Incendies « contrôlés par la chaleur »

De leur côté, les grands incendies « contrôlés par la chaleur » sont liés à un blocage de la circulation dû à un renforcement de l’anticyclone des Açores, entraînant de fortes augmentations des températures, en particulier dans l’ouest de la région (du sud de la France). Ces incendies se propagent plus lentement mais avec une forte intensité à l’instar des feux exceptionnels de 2003. Or, sous l’influence du changement climatique, les conditions météorologiques propices aux grands incendies « contrôlés par la chaleur » augmentent significativement. « On peut donc redouter ce type d’incendie très intense et très difficile à combattre si les tendances actuelles et les prédictions des modèles climatiques se confirment », explique Thomas Curt, directeur de recherche à Irstea.

Prévoir les incendies quelques semaines avant qu’ils n’arrivent

D’où la nécessité d’accompagner les acteurs de la gestion du risque incendie à ajuster leurs techniques de lutte à ces évolutions. Cette typologie pourrait également aider à prévoir les périodes à risque de grands feux quelques jours à quelques semaines avant leur occurrence, via l’analyse des conditions météorologiques en altitude et des variables météorologiques simples (vent, humidité de l’air, température). Pour aller plus loin, une seconde étude menée par l’Irstea et l’Université de Grenoble s’est ainsi penchée sur les changements de l’aléa feux de forêt dans les Alpes françaises depuis 1959.
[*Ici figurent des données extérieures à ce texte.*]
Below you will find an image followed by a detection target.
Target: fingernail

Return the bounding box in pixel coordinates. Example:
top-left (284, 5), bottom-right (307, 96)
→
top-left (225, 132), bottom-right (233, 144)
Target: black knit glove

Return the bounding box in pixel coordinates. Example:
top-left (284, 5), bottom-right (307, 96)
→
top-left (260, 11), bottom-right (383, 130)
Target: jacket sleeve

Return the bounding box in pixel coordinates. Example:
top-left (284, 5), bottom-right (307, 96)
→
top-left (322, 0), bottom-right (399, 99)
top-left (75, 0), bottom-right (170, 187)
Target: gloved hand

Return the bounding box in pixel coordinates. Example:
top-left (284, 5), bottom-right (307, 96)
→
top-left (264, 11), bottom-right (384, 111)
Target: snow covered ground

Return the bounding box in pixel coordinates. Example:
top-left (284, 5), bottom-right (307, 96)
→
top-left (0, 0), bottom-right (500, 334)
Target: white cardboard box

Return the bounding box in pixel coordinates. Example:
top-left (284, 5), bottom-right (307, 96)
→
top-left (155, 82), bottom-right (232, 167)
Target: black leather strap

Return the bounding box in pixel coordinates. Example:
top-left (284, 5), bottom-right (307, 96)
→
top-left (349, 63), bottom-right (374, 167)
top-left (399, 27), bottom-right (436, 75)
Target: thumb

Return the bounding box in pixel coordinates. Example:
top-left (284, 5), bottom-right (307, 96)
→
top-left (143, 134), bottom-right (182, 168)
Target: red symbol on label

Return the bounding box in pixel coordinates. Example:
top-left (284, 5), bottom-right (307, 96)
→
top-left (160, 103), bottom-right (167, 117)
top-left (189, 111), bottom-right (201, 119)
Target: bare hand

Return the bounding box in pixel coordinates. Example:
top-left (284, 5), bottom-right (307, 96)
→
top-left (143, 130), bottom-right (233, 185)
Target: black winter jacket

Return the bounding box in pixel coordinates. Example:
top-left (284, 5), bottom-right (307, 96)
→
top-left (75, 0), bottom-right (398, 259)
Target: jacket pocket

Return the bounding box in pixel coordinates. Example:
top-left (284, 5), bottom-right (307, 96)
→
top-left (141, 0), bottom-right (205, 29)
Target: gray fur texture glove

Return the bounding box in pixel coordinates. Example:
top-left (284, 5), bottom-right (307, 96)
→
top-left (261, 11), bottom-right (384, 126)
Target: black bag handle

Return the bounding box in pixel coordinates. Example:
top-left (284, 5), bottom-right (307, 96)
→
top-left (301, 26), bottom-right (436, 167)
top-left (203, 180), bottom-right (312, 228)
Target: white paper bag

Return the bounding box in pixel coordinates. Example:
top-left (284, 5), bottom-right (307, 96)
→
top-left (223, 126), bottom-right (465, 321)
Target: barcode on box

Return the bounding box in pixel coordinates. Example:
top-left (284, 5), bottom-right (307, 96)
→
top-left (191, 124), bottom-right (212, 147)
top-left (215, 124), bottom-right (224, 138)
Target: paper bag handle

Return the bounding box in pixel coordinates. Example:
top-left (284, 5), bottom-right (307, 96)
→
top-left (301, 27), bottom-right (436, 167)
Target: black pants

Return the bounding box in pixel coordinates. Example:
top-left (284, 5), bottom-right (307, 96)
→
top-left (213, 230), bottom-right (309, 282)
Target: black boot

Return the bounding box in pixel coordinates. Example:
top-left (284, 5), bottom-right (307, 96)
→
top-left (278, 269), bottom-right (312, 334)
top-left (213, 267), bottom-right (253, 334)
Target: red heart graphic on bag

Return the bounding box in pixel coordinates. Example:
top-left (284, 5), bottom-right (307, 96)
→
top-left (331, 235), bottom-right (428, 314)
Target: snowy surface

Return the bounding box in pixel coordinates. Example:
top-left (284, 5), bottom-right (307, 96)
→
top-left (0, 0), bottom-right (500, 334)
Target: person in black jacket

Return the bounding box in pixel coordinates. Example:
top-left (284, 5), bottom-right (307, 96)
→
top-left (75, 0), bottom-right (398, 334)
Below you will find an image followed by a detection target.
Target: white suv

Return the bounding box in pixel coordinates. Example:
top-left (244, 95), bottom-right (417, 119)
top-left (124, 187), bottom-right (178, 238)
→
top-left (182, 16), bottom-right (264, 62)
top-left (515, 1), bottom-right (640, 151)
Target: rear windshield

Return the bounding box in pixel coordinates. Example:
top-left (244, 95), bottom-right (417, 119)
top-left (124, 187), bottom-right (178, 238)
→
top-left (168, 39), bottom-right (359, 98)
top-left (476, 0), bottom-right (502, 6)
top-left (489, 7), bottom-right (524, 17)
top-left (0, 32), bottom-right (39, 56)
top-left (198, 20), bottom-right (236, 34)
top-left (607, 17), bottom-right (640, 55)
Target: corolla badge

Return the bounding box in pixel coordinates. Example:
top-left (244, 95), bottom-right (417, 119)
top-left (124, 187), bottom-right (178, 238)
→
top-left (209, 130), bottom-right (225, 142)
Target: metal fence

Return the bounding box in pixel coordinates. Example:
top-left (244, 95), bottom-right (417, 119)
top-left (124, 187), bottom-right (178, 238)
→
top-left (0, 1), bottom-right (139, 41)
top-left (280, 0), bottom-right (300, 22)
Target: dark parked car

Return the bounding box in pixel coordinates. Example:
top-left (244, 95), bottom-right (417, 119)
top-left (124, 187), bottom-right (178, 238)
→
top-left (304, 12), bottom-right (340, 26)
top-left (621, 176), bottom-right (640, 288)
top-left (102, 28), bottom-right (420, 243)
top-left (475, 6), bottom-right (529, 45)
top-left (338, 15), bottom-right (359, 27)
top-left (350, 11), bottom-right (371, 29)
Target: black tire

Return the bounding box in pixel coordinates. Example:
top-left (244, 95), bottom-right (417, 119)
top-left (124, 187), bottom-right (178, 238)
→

La durée de la saison des incendies s’allonge

Plus fréquents et plus intenses, les incendies de forêts dans cette zone sont en expansion depuis 1959. En combinant un pas de temps journalier et une échelle spatiale fine (25 m), Sylvain Dupire, doctorant Irstea et ses collègues ont observé des changements très contrastés entre Alpes du nord et Alpes du sud : « L’aléa météo feux de forêt est plus fort dans les Alpes du sud chaudes et sèches depuis 1959. » Autre évolution, la saison favorable aux feux s’allonge au printemps dans les Alpes du nord et presque toute l’année dans les Alpes du sud. Face aux tendances observées, les auteurs insistent sur le nécessaire renforcement des politiques d’alerte et de prévention, et l’adaptation du territoire aux changements globaux. Au-delà d’une meilleure compréhension sur les évolutions des incendies de forêt à l’échelle des Alpes françaises, ces résultats apportent un nouvel éclairage pour aider les forces de luttes à mieux se pré-positionner dans les massifs à risque en périodes de danger. L’enjeu est désormais d’analyser l’impact de l’évolution des incendies sur la capacité de protection des forêts, rôle essentiel pour protéger hommes et maisons contre les risques naturels comme les chutes de blocs.